The Most Dangerous Game (1932, Ernest Schoedsack)

Catching up on some early Criterion releases – this was filmmakers Schoedsack and Cooper and star Fay Wray’s precursor to King Kong. The Old Dark House, Island of Lost Souls, Vampyr and Freaks were also released in 1932, an amazing year for horror and horror-hybrids.
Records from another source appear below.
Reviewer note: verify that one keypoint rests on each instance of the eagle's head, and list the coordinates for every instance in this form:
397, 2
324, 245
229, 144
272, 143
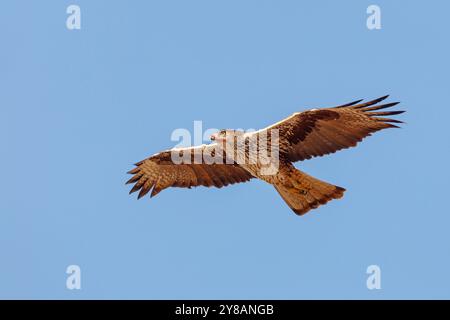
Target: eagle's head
225, 135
Leslie Banks (protagonist of The Man Who Knew Too Much) lords over a tiny jungle island where he hunts and kills people who shipwreck on his trap reef. Fellow hunter Joel McCrea (eight years before Foreign Correspondent, which was previously the earliest of his movies I’d seen) escapes a boat full of boring disaster-bait yachtsmen, and pals up with Fay Wray, while her doomed drunk brother (Robert Armstrong, the Jack Black of the original Kong) is killed offscreen. Banks, a great villain who might’ve seemed hammy had Armstrong’s drunk routine not far out-hammed him, chases the young couple with his bow, rifle, dogs, and mute guard played by Noble Johnson, a black actor in white-face. McCrea lays traps, which pro hunter Banks detects, and the good guys only win because of a lucky cliff fall.

The story by Richard Connell (who also cowrote Thrill of a Romance) has been filmed a million times, starring the likes of Sid Haig, Jane Greer and Richard Widmark. Good, short movie with some slick motion-camera shots.